Guess who had the highest SAT scores in the nation at that time? Mississippi! It was at the bottom of every other rank from teacher pay to graduation rates, but it had the highest national test scores. The reason why its kids ranked so well on the Scholastic Achievement Test? Mississippi required students to pay for their own tests. Understandably, only the most affluent college-bound kids took the SAT, and therefore the state looked great on paper.

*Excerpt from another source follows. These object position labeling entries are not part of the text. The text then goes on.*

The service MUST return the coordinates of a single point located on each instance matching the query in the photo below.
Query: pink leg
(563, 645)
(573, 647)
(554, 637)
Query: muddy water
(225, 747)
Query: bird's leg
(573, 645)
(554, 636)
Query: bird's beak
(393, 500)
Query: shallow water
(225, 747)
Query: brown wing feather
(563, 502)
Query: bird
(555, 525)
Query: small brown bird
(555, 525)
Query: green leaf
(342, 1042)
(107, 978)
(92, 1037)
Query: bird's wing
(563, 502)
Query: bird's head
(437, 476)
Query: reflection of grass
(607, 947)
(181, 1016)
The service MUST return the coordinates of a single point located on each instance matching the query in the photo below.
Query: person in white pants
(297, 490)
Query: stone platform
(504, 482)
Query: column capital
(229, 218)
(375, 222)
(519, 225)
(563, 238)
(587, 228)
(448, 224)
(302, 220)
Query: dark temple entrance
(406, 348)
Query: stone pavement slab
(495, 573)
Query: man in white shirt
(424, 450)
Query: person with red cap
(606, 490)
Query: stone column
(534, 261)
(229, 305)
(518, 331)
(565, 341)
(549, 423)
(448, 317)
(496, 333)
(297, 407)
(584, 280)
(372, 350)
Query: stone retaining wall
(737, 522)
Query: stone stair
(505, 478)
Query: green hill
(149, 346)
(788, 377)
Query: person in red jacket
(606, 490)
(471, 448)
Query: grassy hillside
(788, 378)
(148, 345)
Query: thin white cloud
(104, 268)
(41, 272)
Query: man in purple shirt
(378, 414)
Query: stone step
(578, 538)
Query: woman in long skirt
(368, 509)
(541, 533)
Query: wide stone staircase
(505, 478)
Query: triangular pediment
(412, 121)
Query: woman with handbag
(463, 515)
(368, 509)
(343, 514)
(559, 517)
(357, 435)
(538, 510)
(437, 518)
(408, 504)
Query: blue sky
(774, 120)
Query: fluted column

It was a false result -- and those are easy to come by in a field such as education, in which everyone is an expert. Learning that Mississippi looked like an academic star delivered a clear message to me: all states must play on the same field and by the same rules. Common Core will promote educational continuity if families move (always the case with military families), and it will assure employers that potential employees have a similar educational background, no matter where they went to high school.

Common Core still leaves plenty of room for individualism among students and teachers, and legislatures still will have the ability to fiddle with graduation requirements, extra-credit courses, and a host of other variables. But if we Floridians expect our students to compete on a national level – let alone a global one – we must adopt the standards that everyone else uses. Rick Scott’s go-it-alone attitude will do nothing except demonstrate once again that right-wingers will do any outrageous thing if they think it will hurt the national government and especially President Obama. If Florida fails to go forward with Common Core in 2014, when the rest of the nation does, our kids will be left behind.

Doris Weatherford writes a weekly column for La Gaceta, the nation's only trilingual newspaper. With pages in Spanish, Italian, and English, it has been published in Tampa since 1922.